African-American Research Library and Cultural Center. Mar 29th, 2010. 5:30 p.m.
In apartheid South Africa, author Michael Gaffley was “politically disabled” because of his skin color. He was too white to be black and too black to be white. Dr. Gaffley is now a certified child and youth care practitioner and he is a board member of the Association for Child and Youth Care Practice, Inc. On Monday, March 29th, 2010 from 5:30 to 7:30 p.m., Dr. Gaffley will speak on his book, Flatline to Change: Identity, Reality, Conflict, Engagement at the African-American Research Library and Cultural Center in Fort Lauderdale.
When Barack Obama became the 44th President of the United States, he made history by being the first African-American to be elected to the office. It was a transformative event signifying new race relations in America. Still, racial discrimination cannot be completely quelled.
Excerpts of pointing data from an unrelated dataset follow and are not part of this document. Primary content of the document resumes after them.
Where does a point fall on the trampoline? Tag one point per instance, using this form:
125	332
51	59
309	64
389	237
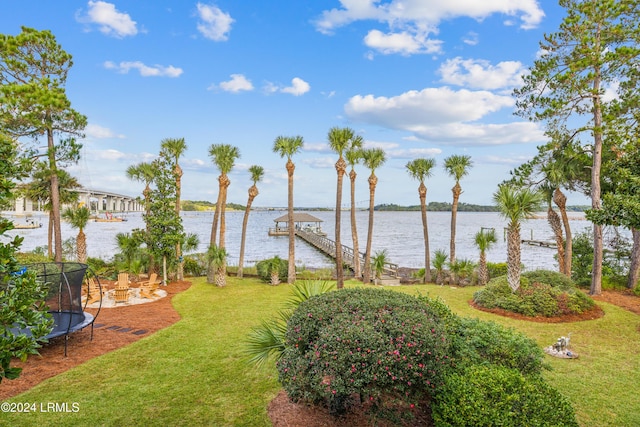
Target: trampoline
66	281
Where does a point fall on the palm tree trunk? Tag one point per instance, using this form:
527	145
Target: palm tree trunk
373	181
456	190
513	256
178	173
291	276
50	237
81	247
354	230
422	191
55	198
164	270
634	268
598	244
561	201
147	203
223	227
216	214
253	192
340	168
483	271
556	226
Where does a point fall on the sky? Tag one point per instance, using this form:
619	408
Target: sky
417	78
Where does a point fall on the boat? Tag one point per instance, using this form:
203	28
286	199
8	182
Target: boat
108	217
30	224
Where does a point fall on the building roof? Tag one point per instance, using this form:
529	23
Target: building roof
298	217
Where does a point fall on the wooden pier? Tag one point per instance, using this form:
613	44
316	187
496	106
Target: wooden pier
328	247
542	243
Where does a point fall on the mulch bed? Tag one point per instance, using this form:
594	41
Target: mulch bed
118	327
114	328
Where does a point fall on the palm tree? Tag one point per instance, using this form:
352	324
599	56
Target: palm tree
217	259
257	172
353	155
78	218
176	148
145	172
340	140
267	341
456	166
380	258
287	146
439	261
224	156
483	240
372	158
515	204
421	169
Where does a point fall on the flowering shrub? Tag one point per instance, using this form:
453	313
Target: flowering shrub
477	342
499	396
375	344
541	293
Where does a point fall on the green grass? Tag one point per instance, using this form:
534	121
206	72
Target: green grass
193	373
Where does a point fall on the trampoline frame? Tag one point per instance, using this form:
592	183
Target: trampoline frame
66	319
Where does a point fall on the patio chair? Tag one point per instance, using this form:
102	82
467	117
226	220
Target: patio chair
95	293
121	293
148	288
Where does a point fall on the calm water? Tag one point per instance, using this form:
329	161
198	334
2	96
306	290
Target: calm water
398	232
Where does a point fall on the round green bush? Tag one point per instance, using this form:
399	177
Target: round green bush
378	344
477	342
263	268
541	293
499	396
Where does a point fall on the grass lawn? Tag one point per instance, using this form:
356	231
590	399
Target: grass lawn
192	373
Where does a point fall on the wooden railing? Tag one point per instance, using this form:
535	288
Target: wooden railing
328	247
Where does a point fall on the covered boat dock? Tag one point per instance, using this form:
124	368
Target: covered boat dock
302	222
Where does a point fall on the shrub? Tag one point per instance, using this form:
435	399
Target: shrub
499	396
475	342
379	344
541	293
195	265
496	269
553	278
264	269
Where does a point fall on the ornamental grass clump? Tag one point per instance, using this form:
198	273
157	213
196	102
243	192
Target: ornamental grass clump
370	345
541	293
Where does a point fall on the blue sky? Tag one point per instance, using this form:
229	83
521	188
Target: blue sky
418	78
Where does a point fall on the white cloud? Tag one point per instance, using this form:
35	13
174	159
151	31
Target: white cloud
395	151
321	162
420	13
444	116
317	148
428	106
480	74
237	83
471	39
410	22
110	154
144	70
99	132
403	43
109	20
214	24
298	87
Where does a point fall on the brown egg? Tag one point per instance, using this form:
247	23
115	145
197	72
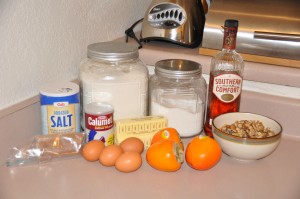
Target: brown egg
129	161
132	144
110	154
91	151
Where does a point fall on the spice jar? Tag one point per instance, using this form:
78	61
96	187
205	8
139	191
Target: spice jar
114	74
178	92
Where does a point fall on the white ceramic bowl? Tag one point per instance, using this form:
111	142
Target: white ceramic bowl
246	149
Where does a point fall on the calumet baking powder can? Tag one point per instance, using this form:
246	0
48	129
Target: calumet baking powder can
99	122
60	108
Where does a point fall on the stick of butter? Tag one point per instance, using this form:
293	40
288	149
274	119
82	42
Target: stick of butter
143	128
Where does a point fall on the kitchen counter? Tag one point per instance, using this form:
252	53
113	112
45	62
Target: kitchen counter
276	176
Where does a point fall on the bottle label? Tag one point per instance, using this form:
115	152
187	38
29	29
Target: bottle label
227	87
229	41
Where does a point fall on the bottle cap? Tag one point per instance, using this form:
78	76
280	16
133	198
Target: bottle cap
231	23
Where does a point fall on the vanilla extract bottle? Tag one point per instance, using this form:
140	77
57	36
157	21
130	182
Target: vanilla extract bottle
226	77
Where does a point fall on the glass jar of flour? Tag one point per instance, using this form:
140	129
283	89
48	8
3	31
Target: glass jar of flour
114	74
178	92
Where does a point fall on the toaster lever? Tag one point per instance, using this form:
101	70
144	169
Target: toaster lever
130	33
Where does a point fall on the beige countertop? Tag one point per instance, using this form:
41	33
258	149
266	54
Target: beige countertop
276	176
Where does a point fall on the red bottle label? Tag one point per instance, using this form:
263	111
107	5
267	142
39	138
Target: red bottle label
227	87
229	41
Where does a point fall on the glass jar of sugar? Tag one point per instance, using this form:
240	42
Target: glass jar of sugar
114	74
178	92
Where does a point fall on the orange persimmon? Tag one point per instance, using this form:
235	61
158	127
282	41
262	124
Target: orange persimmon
165	155
167	134
203	153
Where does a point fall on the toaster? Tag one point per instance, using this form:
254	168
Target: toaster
177	21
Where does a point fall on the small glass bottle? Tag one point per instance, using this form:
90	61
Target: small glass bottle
226	77
112	73
178	92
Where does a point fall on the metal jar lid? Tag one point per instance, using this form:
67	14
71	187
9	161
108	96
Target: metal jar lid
178	68
112	51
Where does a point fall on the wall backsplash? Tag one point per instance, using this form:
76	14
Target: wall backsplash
44	41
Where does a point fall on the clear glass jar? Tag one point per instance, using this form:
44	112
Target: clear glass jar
178	92
114	74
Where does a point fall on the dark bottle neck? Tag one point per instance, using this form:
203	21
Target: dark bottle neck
229	40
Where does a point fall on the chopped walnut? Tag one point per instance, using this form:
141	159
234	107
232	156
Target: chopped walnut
247	129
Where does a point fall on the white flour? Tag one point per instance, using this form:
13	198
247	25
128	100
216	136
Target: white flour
123	86
186	122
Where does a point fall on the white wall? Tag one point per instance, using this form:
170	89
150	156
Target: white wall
45	40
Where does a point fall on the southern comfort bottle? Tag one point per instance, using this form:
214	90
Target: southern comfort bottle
226	76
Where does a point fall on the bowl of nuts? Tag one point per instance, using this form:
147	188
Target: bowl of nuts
246	136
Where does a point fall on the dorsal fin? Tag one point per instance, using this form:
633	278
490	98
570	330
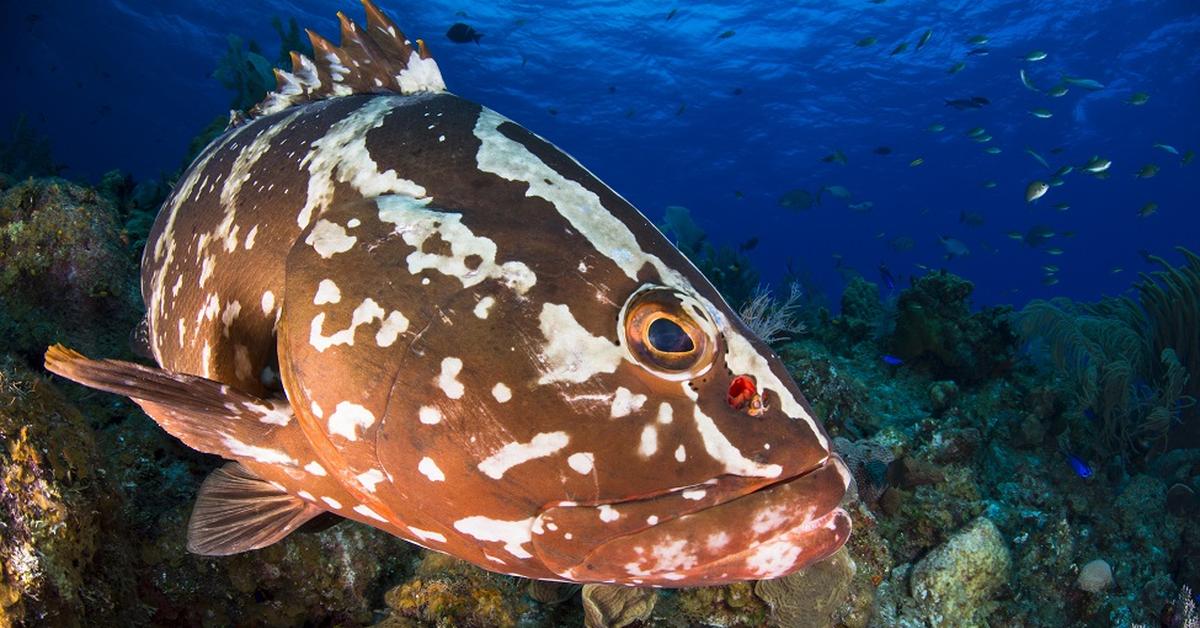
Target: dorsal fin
373	60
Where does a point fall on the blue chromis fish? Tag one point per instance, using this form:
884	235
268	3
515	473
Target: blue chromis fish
1079	466
886	275
381	300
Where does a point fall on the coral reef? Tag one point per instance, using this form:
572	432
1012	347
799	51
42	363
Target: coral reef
729	269
65	274
615	606
27	154
969	507
60	544
936	330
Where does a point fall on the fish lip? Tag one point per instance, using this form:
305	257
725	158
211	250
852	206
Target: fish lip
727	480
793	520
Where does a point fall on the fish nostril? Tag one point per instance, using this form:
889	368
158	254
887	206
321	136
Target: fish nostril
742	392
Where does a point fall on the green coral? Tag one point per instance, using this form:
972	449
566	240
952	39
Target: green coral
723	605
729	269
65	275
935	329
1132	364
59	543
861	310
957	582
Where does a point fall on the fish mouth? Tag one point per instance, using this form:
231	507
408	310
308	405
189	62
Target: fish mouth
726	530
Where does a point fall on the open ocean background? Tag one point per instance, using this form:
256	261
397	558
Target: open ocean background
1033	465
670	112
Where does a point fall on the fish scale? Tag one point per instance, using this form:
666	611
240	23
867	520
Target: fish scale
460	316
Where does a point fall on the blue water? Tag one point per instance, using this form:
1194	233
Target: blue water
669	112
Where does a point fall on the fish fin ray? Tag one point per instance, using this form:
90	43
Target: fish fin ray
377	59
199	412
237	512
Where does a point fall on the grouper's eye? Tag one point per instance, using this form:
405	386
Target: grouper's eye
667	333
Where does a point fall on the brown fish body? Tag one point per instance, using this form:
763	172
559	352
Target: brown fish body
411	311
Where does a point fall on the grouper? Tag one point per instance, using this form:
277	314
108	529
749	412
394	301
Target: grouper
381	300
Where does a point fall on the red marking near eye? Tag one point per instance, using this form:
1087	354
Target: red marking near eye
742	392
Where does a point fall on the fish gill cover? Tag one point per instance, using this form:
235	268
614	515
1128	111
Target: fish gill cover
930	167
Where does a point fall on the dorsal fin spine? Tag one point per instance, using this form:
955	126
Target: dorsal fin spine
383	60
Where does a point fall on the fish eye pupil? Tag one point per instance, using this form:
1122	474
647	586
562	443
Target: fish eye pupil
667	336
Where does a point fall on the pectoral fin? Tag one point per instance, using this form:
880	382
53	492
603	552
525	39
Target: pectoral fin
238	512
208	416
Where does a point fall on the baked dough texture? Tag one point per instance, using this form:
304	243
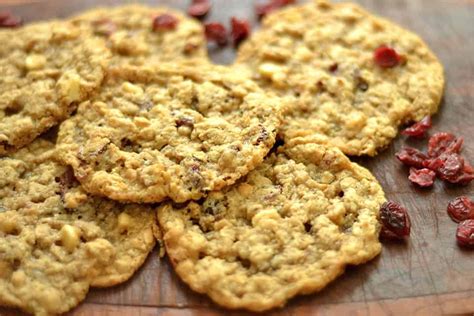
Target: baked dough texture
56	240
46	69
169	131
129	33
322	54
289	227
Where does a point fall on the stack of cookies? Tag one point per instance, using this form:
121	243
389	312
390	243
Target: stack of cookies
116	131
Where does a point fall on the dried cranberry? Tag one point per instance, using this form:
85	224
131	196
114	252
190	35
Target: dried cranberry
444	142
199	8
465	233
461	208
386	57
464	177
265	8
164	22
453	165
7	19
395	221
216	32
419	128
240	30
411	157
423	177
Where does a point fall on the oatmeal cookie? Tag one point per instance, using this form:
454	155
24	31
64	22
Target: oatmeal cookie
56	240
138	34
289	227
323	55
46	70
169	131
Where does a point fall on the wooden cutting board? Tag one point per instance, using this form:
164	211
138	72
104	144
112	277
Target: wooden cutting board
429	274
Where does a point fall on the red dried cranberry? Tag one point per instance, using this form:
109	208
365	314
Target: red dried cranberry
423	177
7	19
461	208
411	157
164	22
464	177
265	8
216	32
395	221
240	30
386	57
453	164
199	8
444	142
419	128
465	233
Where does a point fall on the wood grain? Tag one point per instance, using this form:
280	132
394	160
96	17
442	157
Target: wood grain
427	275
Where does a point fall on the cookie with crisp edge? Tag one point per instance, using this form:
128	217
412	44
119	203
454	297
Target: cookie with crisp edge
47	69
128	32
288	228
56	240
322	54
169	131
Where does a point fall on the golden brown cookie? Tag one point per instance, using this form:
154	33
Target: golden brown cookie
323	55
139	34
289	227
46	70
56	240
169	131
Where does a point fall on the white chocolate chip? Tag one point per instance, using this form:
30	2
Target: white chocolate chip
18	278
70	87
245	189
267	70
33	62
124	221
70	237
131	88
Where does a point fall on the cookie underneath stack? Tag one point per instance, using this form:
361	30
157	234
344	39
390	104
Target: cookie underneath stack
144	117
322	54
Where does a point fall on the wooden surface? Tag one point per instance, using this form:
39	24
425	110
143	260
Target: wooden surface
427	275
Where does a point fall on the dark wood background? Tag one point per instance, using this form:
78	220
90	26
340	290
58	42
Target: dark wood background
427	275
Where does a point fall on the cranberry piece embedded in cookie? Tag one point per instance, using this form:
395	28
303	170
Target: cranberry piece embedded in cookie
164	22
386	57
216	32
465	233
461	208
422	177
240	30
395	221
199	8
419	128
412	157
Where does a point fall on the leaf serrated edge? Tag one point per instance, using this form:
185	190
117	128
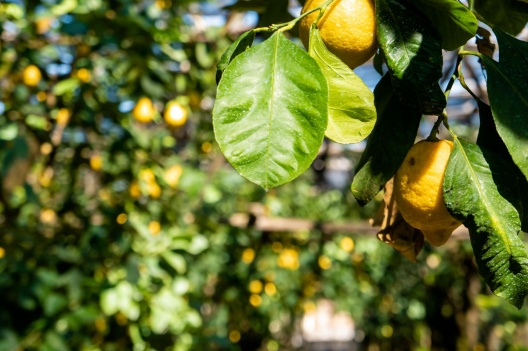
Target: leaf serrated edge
493	216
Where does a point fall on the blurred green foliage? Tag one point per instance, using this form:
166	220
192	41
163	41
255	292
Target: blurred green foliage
116	235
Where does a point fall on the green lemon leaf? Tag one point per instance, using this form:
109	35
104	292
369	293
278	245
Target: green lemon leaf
476	189
507	87
393	135
454	21
489	138
509	15
271	112
413	50
240	45
351	110
513	54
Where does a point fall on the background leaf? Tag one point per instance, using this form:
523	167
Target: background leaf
454	21
475	194
393	135
413	50
351	110
271	131
509	15
507	86
240	45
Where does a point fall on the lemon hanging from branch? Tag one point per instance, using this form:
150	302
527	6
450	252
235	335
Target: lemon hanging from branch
418	190
348	29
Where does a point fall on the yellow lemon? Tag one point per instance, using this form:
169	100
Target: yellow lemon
96	162
154	227
84	75
175	115
31	76
144	110
63	117
348	29
418	190
289	259
172	175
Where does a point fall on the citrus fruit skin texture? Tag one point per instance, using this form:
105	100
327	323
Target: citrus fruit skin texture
144	110
348	29
31	76
418	190
175	115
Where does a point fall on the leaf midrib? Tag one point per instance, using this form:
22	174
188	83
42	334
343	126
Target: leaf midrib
268	147
482	197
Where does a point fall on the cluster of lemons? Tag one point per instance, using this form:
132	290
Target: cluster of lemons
147	181
348	29
174	114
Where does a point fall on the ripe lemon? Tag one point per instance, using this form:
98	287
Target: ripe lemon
175	115
144	110
418	190
348	29
172	175
31	76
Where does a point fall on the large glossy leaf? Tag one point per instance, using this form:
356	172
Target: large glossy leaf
507	87
454	21
513	54
271	112
489	139
393	135
351	110
413	50
240	45
509	15
476	190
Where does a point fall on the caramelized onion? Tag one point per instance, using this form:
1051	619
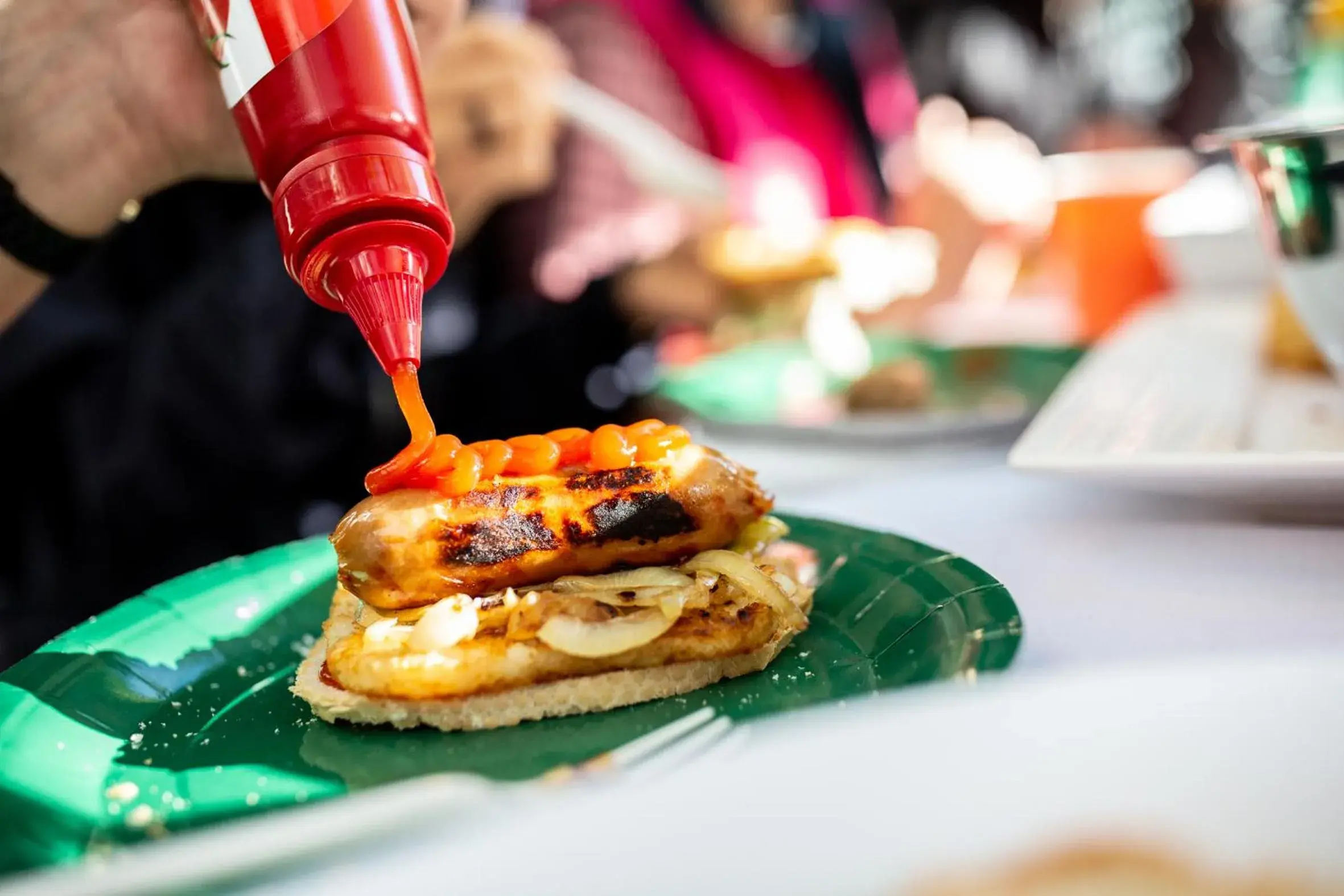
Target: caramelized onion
756	583
760	534
641	578
578	638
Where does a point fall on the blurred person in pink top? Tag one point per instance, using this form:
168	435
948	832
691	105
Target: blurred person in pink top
815	92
Author Gaffley recalls the past as he gives insight to the history of racism. The author writes from his perspective as a member of an oppressed group; he was born and raised during the apartheid era in South Africa. He shares the frustrations and joys of being politically disabled because of his skin color. He visits the plight of the colored people and their political disability and marginalization. He reflects on the workplace and on reclaiming our youth and our neighborhoods. He educates, he informs, he agitates.
The author is a former executive director of state and non-government agencies in South Africa where for more than 20 years he was a driving force in many collaborative community-based partnerships. Gaffley worked with the Nelson Mandela government to implement social, political, and economic change.